Cryptic put some physics technology into the game - as far as I know, it is the only MMO to do so this far (Second life doesn't count for various reasons) and the results are impressive. In a highly physical game like City of Heroes where characters are flung about by various superhuman powers, this improves immersion quite a bit. No longer will that hoodlum on the staircase hover (canned animations mean that if any portion of the bad guy's body - like his toe - is supported, then all of him is supported) when defeated, he'll actually slump over the railing, topple over, and land in the convenient dumpster below. Good stuff.
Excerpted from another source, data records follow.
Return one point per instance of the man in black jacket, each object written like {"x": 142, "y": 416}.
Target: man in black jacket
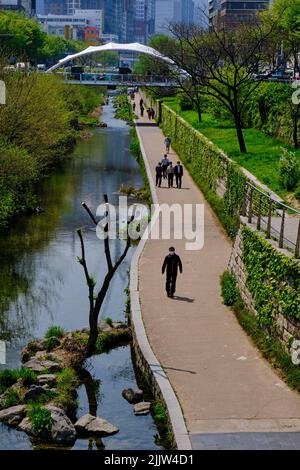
{"x": 172, "y": 262}
{"x": 178, "y": 171}
{"x": 159, "y": 173}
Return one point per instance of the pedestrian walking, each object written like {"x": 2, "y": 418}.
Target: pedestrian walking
{"x": 167, "y": 143}
{"x": 178, "y": 171}
{"x": 171, "y": 264}
{"x": 165, "y": 163}
{"x": 170, "y": 173}
{"x": 159, "y": 173}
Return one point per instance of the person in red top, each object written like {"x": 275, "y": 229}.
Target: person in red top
{"x": 171, "y": 264}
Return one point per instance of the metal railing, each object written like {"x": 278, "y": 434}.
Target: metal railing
{"x": 277, "y": 220}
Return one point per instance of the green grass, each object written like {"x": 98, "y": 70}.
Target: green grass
{"x": 41, "y": 421}
{"x": 269, "y": 345}
{"x": 264, "y": 152}
{"x": 55, "y": 331}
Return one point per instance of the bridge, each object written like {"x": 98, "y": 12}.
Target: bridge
{"x": 115, "y": 79}
{"x": 118, "y": 79}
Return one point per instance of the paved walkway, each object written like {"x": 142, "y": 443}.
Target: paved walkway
{"x": 222, "y": 382}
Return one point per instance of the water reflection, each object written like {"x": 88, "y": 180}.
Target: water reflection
{"x": 41, "y": 282}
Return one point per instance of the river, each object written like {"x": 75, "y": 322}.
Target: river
{"x": 42, "y": 284}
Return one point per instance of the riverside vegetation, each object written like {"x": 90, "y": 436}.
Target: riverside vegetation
{"x": 38, "y": 128}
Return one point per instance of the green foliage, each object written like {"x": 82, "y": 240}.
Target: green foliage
{"x": 185, "y": 102}
{"x": 123, "y": 109}
{"x": 270, "y": 346}
{"x": 12, "y": 398}
{"x": 264, "y": 152}
{"x": 66, "y": 380}
{"x": 26, "y": 38}
{"x": 41, "y": 421}
{"x": 230, "y": 291}
{"x": 55, "y": 331}
{"x": 288, "y": 170}
{"x": 8, "y": 377}
{"x": 109, "y": 321}
{"x": 272, "y": 278}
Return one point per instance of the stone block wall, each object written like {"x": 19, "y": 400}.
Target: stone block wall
{"x": 287, "y": 329}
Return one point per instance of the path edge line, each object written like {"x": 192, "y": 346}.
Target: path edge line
{"x": 153, "y": 365}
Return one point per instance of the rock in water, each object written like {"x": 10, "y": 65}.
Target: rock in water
{"x": 37, "y": 365}
{"x": 133, "y": 396}
{"x": 47, "y": 379}
{"x": 33, "y": 393}
{"x": 13, "y": 415}
{"x": 142, "y": 408}
{"x": 63, "y": 430}
{"x": 93, "y": 425}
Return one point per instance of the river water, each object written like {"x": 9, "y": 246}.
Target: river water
{"x": 42, "y": 284}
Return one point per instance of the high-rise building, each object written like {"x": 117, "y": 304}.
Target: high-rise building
{"x": 224, "y": 13}
{"x": 164, "y": 14}
{"x": 187, "y": 11}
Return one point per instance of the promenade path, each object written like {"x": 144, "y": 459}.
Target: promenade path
{"x": 230, "y": 396}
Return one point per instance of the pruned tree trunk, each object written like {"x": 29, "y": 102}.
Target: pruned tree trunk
{"x": 96, "y": 301}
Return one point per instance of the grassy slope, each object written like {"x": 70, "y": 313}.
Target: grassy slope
{"x": 263, "y": 151}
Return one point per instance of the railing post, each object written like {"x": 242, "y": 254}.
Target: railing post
{"x": 297, "y": 249}
{"x": 259, "y": 212}
{"x": 268, "y": 235}
{"x": 250, "y": 206}
{"x": 282, "y": 229}
{"x": 244, "y": 209}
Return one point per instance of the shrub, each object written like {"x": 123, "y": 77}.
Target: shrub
{"x": 8, "y": 377}
{"x": 109, "y": 321}
{"x": 27, "y": 376}
{"x": 55, "y": 331}
{"x": 66, "y": 380}
{"x": 288, "y": 170}
{"x": 230, "y": 291}
{"x": 12, "y": 398}
{"x": 185, "y": 103}
{"x": 41, "y": 421}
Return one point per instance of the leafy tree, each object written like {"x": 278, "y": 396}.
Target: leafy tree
{"x": 285, "y": 14}
{"x": 24, "y": 36}
{"x": 223, "y": 64}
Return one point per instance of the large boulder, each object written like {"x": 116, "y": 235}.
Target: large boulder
{"x": 13, "y": 415}
{"x": 38, "y": 365}
{"x": 133, "y": 395}
{"x": 93, "y": 425}
{"x": 63, "y": 430}
{"x": 33, "y": 393}
{"x": 142, "y": 408}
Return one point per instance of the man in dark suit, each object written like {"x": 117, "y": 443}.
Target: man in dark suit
{"x": 171, "y": 264}
{"x": 178, "y": 171}
{"x": 159, "y": 172}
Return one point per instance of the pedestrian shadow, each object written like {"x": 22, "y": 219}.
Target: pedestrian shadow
{"x": 157, "y": 371}
{"x": 183, "y": 299}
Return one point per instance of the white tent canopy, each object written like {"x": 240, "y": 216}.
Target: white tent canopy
{"x": 112, "y": 46}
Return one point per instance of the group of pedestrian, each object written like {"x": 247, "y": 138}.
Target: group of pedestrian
{"x": 166, "y": 170}
{"x": 151, "y": 113}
With defeating foes you now get access to Salvage; this adds a tab next to your enhancements and inspirations. This is what is usually known as loot, but it can only be used as elements for creating items (crafting) in your base's workshop (unlike other MMOGs, you can't simply wear or wield the loot that you find). So far, these items are limited to base enhancements (while you can buy a simple defensive turret or three, you have to build to gain access to 5x more advanced types), but it is expected that Enhancements and Temporary Powers (you get these now as mission rewards or extra tools for the task you're given, and they always have a limit on usage - still, it's nice to complement your arsenal with something you otherwise don't have access to) will be available for creation at higher levels.
So, in summary City of Villains brings us:
- Salvage (loot)
- Item creation (crafting lite)
- Meaningful PvP
- More costumes, more power sets, more zones, more villain (and hero, now that you're fighting for the bad guys) groups
- Somewhat different mission mechanics, new missions
- Still the familiar, combat-heavy gameplay.
With all of these improvements and enhancements, I'm definitely here for the duration. Call ahead when you visit, I'll be sure to prime my traps.